Thursday, November 29, 2012

2013 Picture the Wenatchee Watershed Stewardship Calendar

The 2013 Picture the Wenatchee watershed stewardship calendar is almost here!

If you haven’t already heard, the Picture the Wenatchee watershed stewardship campaign has put together a 2013 calendar featuring winning photos from the annual photo contest as well as watershed stewardship tips and resources.  The photos, categorized as landscape, water, plant, wildlife, recreation, or agriculture, act like a “best of the Wenatchee watershed – 2012.” With stunning views of Saddle Rock, Lake Minotaur, Eightmile Creek and more, this calendar will have every outdoor enthusiast smiling and in awe of the beauty found right here in our own back yard.  To view the wining photos featured in this year’s calendar visit
 or click here.

Drew Gaylord - Mission Peak Snowshoe
This $7 calendar makes a wonderful, inexpensive stocking stuffer and will be available for purchase mid-December. You can pre-order by calling our office at (509) 664-9370.

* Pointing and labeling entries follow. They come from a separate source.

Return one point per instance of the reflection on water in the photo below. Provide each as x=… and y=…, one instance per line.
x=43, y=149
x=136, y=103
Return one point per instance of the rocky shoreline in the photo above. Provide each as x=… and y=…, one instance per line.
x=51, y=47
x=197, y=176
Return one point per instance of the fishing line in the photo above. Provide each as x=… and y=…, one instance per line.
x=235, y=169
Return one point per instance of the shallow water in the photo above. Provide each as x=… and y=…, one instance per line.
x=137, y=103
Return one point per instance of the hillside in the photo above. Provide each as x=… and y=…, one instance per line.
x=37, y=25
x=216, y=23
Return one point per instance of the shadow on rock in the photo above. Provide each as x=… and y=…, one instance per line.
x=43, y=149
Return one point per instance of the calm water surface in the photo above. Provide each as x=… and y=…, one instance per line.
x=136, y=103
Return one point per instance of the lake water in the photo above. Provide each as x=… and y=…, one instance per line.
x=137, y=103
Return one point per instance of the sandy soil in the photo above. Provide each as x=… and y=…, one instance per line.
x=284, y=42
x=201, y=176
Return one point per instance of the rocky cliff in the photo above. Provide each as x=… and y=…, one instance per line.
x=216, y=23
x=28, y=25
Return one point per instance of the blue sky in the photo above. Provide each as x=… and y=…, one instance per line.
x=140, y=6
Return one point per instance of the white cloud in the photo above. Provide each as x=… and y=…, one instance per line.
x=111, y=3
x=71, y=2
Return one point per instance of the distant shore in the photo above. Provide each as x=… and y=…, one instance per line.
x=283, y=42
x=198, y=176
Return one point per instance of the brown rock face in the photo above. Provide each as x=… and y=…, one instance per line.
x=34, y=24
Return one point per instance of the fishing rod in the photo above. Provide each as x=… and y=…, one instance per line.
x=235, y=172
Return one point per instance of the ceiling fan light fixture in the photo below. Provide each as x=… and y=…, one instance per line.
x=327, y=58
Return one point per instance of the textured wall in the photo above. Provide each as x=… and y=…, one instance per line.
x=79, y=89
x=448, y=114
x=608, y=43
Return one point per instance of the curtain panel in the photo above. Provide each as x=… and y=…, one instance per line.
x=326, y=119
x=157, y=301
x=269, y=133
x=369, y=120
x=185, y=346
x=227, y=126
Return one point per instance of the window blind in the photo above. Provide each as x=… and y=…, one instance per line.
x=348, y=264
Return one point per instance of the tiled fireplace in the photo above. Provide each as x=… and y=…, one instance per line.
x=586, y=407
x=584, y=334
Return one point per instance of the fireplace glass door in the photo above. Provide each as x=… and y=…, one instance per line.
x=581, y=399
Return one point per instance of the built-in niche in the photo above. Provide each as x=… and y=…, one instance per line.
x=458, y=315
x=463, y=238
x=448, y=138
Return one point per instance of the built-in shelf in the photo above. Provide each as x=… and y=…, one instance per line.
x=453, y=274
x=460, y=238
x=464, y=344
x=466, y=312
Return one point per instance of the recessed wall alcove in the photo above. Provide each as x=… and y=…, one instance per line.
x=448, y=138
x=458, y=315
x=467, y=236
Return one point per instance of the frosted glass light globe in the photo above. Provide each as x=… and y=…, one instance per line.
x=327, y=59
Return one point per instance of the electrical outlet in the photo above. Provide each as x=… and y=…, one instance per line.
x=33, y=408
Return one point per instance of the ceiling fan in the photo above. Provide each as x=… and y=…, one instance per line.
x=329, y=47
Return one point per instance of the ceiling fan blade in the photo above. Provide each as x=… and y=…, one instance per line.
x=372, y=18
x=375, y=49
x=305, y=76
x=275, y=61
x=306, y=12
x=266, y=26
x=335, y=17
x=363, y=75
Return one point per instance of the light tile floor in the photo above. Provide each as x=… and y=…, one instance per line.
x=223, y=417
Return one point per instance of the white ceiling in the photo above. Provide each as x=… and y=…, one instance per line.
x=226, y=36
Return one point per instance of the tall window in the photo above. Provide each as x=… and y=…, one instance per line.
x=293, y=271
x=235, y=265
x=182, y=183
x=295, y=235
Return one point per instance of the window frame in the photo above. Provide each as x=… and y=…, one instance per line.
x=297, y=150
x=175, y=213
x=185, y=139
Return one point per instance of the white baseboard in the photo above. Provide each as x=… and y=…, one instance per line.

Photographers: Get out there now and start taking pictures for next year’s Picture the Wenatchee photo contest and maybe you’ll make it into the 2014 calendar! The contest is open to anyone and everyone who has an appreciation for the Wenatchee River watershed. Stay tuned for contest details to be released in April 2013!

Wednesday, November 28, 2012

Success in Entiat

While some people understand “success” to mean something resembling:  an endeavor resulting in a positive outcome. This implies that, once accomplished, a successful endeavor is ended. This is certainly an understandable assumption to arrive at and in many cases is true. However, in Entiat, WA, success seems to be ongoing. A town that has moved twice, dealt with ravaging wildfires, flooding and many other obstacles has learned that constant improvement and proactive thinking are vital elements of success .
Last week, the Initiative for Rural Innovation and Stewardship (IRIS), chose to host the North Central Washington Success Summit “Entiat Rocks” at Entiat High School. From the start of the day one thing became immediately apparent - the Entiatians in attendance were proud of their history and happy to showcase their success.  Students from the high school presented a history of the Entiat Valley that included a huge timeline covering an entire wall in the gymnasium.  Lunch was provided by Mom’s Kitchen, a local Mexican restaurant in Entiat.  “Mom” and her daughter got on stage to talk about their restaurant and its success, but didn’t say too much. Their cooking spoke for itself. Peter Ringsrud from Snowdrift Cider was one of the few speakers at the Summit who was not either an Entiat resident or someone working in the Entiat Valley. He spoke about the success of his East Wenatchee hard cider making business and credited some of that success to the innovative idea of growing varieties of cider apples that aren’t usually grown in our region.
Although there were many success related themes floating around the gym during the summit: communication, collaboration, “quiet volunteerism.”   When I look at Entiat, the word I find best describes their success is diligence. With each victory, a new challenge is identified and embarked upon and thus success is not a project that has gone well and has now ended. Success is the continuation of that. This hard-working community constantly works towards new goals, and strives to make things better.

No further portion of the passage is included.